Foreign Minister Alexander Schallenberg (VP) accused Asselborn of “cheap populism”. The criticism was “simply absurd”, he said, referring to the fact that Austria has the fourth largest community of Afghans per capita worldwide and the second largest within the EU. “It would be welcomed if Asselborn showed a similar degree of solidarity and humanity. For that, Luxembourg would have to take in six times as many Afghans as there are currently living there. Then he might be in a position to give advice. “
VP Chancellery Minister Karoline Edtstadler rejected the demand by SP Federal Party Leader Pamela Rendi-Wagner to grant “a few hundred” particularly vulnerable people from Afghanistan, for example female judges, refuge in Austria: The SP had learned “nothing” from 2015, she said.

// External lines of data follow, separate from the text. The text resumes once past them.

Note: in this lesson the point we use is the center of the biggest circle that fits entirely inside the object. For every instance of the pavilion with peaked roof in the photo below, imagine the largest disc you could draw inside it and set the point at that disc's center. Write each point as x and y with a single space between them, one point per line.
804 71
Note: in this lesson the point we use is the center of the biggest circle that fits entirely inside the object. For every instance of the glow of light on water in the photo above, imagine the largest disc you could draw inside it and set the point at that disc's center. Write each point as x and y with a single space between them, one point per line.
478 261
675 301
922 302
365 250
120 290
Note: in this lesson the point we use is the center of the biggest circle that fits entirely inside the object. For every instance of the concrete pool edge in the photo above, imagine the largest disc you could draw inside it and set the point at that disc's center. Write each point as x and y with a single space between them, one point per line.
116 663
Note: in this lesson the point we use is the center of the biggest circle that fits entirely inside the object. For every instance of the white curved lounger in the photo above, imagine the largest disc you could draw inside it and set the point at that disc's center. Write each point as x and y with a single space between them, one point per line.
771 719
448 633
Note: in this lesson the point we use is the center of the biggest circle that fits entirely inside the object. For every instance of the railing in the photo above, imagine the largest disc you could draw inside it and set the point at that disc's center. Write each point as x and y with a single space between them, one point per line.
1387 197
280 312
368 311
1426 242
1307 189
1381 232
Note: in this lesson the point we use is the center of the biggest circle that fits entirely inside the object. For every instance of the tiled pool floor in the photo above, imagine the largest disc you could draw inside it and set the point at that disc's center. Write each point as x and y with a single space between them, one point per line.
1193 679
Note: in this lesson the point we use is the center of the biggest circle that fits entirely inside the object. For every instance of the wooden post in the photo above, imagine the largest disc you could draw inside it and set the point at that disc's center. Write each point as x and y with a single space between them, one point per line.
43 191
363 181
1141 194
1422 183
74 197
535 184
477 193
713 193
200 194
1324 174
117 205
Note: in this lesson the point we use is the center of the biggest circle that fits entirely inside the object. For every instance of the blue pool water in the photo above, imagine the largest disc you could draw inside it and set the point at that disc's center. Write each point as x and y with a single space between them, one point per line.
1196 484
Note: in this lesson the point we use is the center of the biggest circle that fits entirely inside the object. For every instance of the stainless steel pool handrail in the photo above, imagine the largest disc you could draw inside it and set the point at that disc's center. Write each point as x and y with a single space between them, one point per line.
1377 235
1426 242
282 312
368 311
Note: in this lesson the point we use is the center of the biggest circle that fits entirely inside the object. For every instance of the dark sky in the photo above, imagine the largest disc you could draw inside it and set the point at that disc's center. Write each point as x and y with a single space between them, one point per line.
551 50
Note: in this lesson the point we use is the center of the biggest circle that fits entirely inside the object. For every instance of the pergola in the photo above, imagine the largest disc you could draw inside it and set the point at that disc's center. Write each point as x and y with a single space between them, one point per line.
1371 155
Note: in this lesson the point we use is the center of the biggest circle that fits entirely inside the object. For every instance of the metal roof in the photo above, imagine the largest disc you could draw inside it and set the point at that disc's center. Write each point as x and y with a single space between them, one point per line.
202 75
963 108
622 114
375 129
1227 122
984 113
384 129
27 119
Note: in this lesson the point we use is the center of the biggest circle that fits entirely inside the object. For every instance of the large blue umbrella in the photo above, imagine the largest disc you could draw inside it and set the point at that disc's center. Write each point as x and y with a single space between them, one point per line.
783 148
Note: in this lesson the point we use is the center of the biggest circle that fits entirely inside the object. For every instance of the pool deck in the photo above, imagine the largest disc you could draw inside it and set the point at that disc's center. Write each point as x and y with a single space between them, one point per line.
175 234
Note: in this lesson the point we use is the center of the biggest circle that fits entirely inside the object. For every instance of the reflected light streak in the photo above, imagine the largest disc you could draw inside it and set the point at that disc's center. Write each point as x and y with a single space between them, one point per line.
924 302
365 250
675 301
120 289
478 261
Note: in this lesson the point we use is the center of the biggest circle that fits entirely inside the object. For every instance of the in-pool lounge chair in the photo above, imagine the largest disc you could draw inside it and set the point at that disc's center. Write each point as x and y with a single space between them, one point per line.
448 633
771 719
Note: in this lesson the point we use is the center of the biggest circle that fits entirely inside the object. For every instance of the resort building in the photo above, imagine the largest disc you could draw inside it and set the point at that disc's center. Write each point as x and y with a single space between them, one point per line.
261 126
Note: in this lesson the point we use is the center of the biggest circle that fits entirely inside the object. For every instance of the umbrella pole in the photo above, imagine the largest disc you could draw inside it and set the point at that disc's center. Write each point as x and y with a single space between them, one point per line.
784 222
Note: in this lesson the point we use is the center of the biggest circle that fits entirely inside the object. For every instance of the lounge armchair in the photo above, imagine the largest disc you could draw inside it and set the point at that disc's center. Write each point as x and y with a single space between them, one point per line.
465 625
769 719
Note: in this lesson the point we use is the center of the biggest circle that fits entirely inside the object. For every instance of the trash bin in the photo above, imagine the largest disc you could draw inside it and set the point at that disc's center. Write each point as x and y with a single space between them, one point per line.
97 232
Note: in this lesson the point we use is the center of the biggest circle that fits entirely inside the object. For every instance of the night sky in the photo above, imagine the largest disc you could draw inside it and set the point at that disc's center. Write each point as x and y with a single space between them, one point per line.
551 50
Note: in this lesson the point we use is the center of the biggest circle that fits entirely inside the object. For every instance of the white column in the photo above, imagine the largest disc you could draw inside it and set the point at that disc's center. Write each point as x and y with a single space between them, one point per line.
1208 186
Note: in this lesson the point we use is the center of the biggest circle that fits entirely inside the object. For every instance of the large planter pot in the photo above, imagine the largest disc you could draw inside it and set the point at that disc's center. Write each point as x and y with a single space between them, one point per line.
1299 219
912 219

Deportations not permitted
On Tuesday, the human rights expert Manfred Nowak from the University of Vienna stated on the subject of deportations: Even if the Taliban are ready to take back Afghans who are not entitled to asylum and who may have committed criminal offenses and to bring them to a court: Deportations to the country taken over by the radical Islamists are not permitted. You would violate the human rights convention, said Nowak. Interior Minister Karl Nehammer (VP) declared that he would only be deported if “the legal possibilities allow”.